What Does -∂V/∂x Represent in Newton's Law?

[rb120134]

Homework Statement

What does -∂V/∂x mean?

Relevant Equations

F= ma

In one of my textbooks about quantum mechanics, they mention a vehicle moving in a straight line along the x axis. With Newtons first law they take the second derivative from a which is
d^2x/dt^2 and that should be equal to
-∂V/∂x. What exactly does -∂V indicate?
The complete equation becomes
F=ma md^2x/dt^2= -∂V/∂x. It is a partly derivative. What does " -∂V/∂x" indicate, which units belong to -∂V and
∂x?
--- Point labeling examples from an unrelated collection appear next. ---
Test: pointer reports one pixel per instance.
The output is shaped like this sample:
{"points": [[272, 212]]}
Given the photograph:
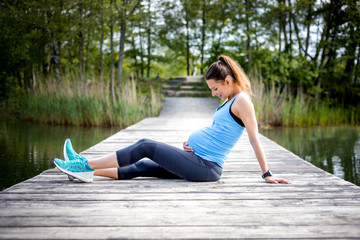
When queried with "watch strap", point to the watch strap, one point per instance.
{"points": [[268, 173]]}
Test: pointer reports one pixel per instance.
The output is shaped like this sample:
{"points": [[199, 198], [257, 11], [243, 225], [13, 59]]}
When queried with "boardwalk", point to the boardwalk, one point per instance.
{"points": [[240, 205]]}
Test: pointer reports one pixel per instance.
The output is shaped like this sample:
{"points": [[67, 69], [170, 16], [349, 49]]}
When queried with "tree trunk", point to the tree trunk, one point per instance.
{"points": [[121, 51], [280, 25], [112, 73], [290, 28], [248, 46], [135, 55], [141, 54], [81, 42], [203, 37], [149, 42], [101, 43], [308, 21], [187, 39]]}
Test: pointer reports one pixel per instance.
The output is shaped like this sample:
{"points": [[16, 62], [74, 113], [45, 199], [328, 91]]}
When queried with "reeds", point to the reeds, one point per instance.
{"points": [[279, 108], [86, 104]]}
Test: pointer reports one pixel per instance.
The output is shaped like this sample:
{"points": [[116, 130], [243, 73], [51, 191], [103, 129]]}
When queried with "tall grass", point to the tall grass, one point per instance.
{"points": [[85, 103], [279, 108]]}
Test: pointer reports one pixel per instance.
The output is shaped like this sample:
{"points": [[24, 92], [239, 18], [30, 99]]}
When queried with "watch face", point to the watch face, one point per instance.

They were talking about potential energy in the textbook.

 

[HallsofIvy]

Homework Statement: What does -∂V/∂x mean?
Homework Equations: F= ma

In one of my textbooks about quantum mechanics, they mention a vehicle moving in a straight line along the x axis. With Newtons first law they take the second derivative from a which is
d^2x/dt^2 and that should be equal to
-∂V/∂x. What exactly does -∂V indicate?

It doesn't indicate anything! The "-∂V" alone means nothing without the accompanying "/∂x".

The complete equation becomes
F=ma md^2x/dt^2= -∂V/∂x. It is a partly derivative

"partial derivative", not "partly derivative"

What does " -∂V/∂x" indicate, which units belong to -∂V and
∂x? They were talking about potential energy in the textbook.

As I said above, "-∂V" and "∂x" have no meaning separately. "-∂V/∂x" is the "negative of the partial derivative with respect to x. You titled this "second derivative of Newton's Law" and mentioned "partial derivative". Can we assume that you know what "derivatives" and "partial derivatives" are? The derivative of a function is instantaneous rate of change of the function. If a function, like V, depends on more that one variable (here V is defined in "three space" so depends on the variables x, y, and z and might depend on time, t) then the partial derivative of V with respect to x is the instantaneous rate of change of V as x changes, all other variables held constant.

 

[MattA]

Hi! sorry for sending this so late, I hope it eventually gets to you but for the term "delV/delx" "V" would be the function of for the potential energy of the system with its partial derivative taken with respect to "x" representing it's position.